Erykah Badu is known for her music and acting, but perhaps better known for her activism. Also, for that time when she feuded with Iggy Azalea.
Now she’s getting seriously slammed for some wildly controversial statements. Some of her loudest critics are people who admired her until now.
Because, well, you shouldn’t say nice things about Bill Cosby or Hitler, but you definitely shouldn’t say nice things about both of them.
Erykah Badu’s been part of controversies before. That goes with the territory when you’re an outspoken activist.
It also happens a lot when you’re, um, weird. One time she tried to kiss a reporter during a live broadcast. Like we said, weird.
But nothing that she’s said was so powerfully stunning … or, quite frankly, upsetting … as the comments in a Vulture interview in which Erykah Badu praises the “good” in Hitler and says that she “loves” Bill Cosby.
“I’m a humanist. I see good in everybody. I saw something good in Hitler.”
“Hitler was a wonderful painter.”
He was literally not. That’s why he so famously got rejected from art school.
Erykah admits that he wasn’t such a great painter. She keeps talking about HItler, though.
“Poor thing. He had a terrible childhood.”
That’s true. But so did millions and millions of people. A bad childhood might excuse weird behavior as a child or some obvious psychiatric problems as an adult. Not, um, genocide.

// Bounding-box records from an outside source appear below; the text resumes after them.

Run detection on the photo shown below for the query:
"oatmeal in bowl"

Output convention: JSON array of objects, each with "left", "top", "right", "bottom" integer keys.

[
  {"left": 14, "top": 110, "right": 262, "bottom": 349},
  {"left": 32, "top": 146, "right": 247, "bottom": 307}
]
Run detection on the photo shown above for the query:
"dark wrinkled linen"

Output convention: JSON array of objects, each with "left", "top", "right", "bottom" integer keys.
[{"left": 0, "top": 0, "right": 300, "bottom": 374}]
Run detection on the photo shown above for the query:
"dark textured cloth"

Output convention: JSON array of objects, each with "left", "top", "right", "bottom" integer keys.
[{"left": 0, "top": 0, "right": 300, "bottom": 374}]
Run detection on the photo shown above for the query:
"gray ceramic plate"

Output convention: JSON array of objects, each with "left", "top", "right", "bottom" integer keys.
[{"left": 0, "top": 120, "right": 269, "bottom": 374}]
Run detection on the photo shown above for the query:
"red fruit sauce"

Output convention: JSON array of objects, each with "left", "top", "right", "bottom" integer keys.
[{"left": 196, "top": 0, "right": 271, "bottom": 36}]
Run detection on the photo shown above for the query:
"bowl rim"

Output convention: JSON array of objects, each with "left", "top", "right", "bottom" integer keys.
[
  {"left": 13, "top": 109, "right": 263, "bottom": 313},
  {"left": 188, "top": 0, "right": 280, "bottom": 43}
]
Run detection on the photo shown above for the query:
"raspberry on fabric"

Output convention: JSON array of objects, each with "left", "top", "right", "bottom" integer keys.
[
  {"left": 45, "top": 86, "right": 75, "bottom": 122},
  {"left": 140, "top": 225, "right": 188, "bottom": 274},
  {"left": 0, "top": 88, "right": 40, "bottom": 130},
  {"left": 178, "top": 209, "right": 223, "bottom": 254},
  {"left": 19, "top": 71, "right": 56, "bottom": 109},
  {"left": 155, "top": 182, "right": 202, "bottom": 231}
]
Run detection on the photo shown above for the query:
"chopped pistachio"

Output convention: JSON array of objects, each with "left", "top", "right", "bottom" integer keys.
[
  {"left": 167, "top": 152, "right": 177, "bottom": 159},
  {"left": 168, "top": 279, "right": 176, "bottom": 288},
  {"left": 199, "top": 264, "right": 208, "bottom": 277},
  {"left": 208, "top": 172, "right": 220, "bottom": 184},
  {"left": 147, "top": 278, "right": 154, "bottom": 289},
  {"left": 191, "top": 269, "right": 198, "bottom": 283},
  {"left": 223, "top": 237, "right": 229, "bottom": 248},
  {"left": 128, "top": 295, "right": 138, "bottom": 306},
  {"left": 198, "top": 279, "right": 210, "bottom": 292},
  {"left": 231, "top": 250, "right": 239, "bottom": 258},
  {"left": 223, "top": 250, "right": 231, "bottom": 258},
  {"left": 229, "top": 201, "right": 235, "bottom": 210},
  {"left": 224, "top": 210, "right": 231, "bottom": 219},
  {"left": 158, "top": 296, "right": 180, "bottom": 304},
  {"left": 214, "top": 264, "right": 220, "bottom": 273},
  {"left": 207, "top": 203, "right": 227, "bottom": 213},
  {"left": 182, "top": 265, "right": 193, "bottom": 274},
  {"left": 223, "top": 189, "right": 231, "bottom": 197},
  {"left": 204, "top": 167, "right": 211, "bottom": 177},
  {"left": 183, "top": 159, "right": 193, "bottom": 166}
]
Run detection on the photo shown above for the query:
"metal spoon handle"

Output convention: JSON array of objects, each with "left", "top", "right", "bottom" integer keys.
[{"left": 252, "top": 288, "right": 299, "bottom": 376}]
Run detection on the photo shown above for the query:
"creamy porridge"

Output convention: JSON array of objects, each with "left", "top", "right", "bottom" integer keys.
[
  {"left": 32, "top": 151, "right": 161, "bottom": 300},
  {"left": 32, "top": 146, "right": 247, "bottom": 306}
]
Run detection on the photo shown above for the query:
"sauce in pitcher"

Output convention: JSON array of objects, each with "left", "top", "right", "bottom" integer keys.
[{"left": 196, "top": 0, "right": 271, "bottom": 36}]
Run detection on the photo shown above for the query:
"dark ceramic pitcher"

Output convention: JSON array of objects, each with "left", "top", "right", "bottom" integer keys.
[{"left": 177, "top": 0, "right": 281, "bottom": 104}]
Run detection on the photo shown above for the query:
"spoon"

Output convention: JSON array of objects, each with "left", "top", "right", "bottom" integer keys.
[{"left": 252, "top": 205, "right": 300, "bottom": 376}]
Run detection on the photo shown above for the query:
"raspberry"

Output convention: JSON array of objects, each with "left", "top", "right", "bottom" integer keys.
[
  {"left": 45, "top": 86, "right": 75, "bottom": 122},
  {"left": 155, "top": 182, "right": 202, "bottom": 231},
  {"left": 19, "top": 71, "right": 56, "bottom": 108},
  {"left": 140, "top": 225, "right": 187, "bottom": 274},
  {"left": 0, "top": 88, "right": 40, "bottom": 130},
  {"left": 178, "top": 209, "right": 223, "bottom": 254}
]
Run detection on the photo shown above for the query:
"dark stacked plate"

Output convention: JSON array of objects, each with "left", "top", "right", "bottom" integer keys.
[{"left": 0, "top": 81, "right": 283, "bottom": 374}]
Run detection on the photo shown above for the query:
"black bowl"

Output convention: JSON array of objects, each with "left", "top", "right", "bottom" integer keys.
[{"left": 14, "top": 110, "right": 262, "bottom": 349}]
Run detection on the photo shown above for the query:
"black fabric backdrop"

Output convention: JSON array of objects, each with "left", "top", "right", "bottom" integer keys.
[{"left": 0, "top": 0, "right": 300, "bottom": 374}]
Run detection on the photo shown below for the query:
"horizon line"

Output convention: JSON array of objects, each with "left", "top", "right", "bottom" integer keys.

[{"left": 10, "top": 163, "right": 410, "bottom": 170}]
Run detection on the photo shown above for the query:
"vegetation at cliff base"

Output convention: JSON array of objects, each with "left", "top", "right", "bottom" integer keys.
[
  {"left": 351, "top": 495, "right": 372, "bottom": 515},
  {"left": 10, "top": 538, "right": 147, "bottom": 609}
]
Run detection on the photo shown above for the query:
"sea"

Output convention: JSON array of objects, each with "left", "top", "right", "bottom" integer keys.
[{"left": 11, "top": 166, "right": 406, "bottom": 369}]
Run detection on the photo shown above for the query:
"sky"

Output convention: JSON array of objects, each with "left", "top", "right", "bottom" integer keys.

“That means that when I’m looking at my daughter, Mars, I could imagine her being in someone else’s home and being treated so poorly, and what that could spawn.”
It’s horrible to imagine how much worse someone you love’s life could be and where that would lead them. But if the answer is “genocide,” then there’s something wrong with them. Intrinsically.
(We’re not saying anything bad about Mars, just that Erykah is way off to the side in the nature-vs-nurture argument and needs to come back towards the center)
“I see things like that. I guess it’s just the Pisces in me.”
Ah, the old I-defended-Hitler-because-astrology-made-me defense.
“Why can’t I say what I’m saying? Because he did such terrible things?”
Yes, Erykah. Literally because he killed 11 million people in the Holocaust (6 million of whom were Jews), and because tens of millions of other people died in a war that he lead.
She clarifies that she’s not defending Hitler’s ideology in any way.
“I’m not an anti-Semitic person.”
For the record, I totally believe that. She’s not antisemitic, she’s just saying dumb stuff and digging herself deeper into a hole in the name of empathy.
And then Erykah decides to double down, by saying nice things about another absolute monster.
“I love Bill Cosby, and I love what he’s done for the world.”
We all know what sort of man Bill Cosby is. (We won’t weigh in on whether Hitler’s worse than Cosby or whether there’s a maximum amount of “awful” that a person can be, therefore making Hitler and Cosby and numerous others all on the same level)
“But if he’s sick, why would I be angry with him?”
When we call people who do monstrous things “sick,” it not only demonizes people with actual psychiatric symptoms (hallucinations, psychosis, delusions, etc), it makes an excuse for things that people consciously chose to do.
“The people who got hurt, I feel so bad for them. I want them to feel better, too.”
“But sick people do evil things; hurt people hurt people. I know I could be crucified for saying that, because I’m supposed to be on the purple team or the green team.”
Sure, if one of those teams is Team The Guy Who Drugged And Assaulted 60 Women Is Bad and the other team is Literally Just Sexual Predators.
She speaks again about how she doesn’t choose sides.
“I’m not Muslim, I’m not Christian, I’m not anything; I’m an observer who can see good things and bad things.”
We all see good and bad things. But certain bad things are enough to outweigh any amount of good.
“If you say something good about someone, people think it means that you’ve chosen a side. But I don’t choose sides. I see all sides simultaneously.”
That is right up there with Trump saying that there were good people “on both sides” in Charlottesville, when one of those sides was a group of torch-bearing Nazis changing “Jews will not replace us.”
She continues to defend her claim that she can see the alleged good in unrepentent monsters.
“People can be bad for certain things. They could be bad around children. They could be bad with power. Are those people all “bad”? Could be. Maybe they need to get kicked off the planet. I don’t know.”
If you don’t know, maybe … figure it out before you make a total ass of yourself and destroy your own credibility?
Don’t get me wrong. I totally understand what she’s going for. Hitler was reportedly nice to his dogs.
Unlike Erykah, I don’t think think that it matters, because overwhelming evil deeds trump anything else. Kind of like how a glass of water that’s 99% pure, refreshing water can be tainted by just 1% cyanide.
A lot of Erykah’s fans are wildly crushed. Even those who are only casually familiar with her career and her activism are disappointed.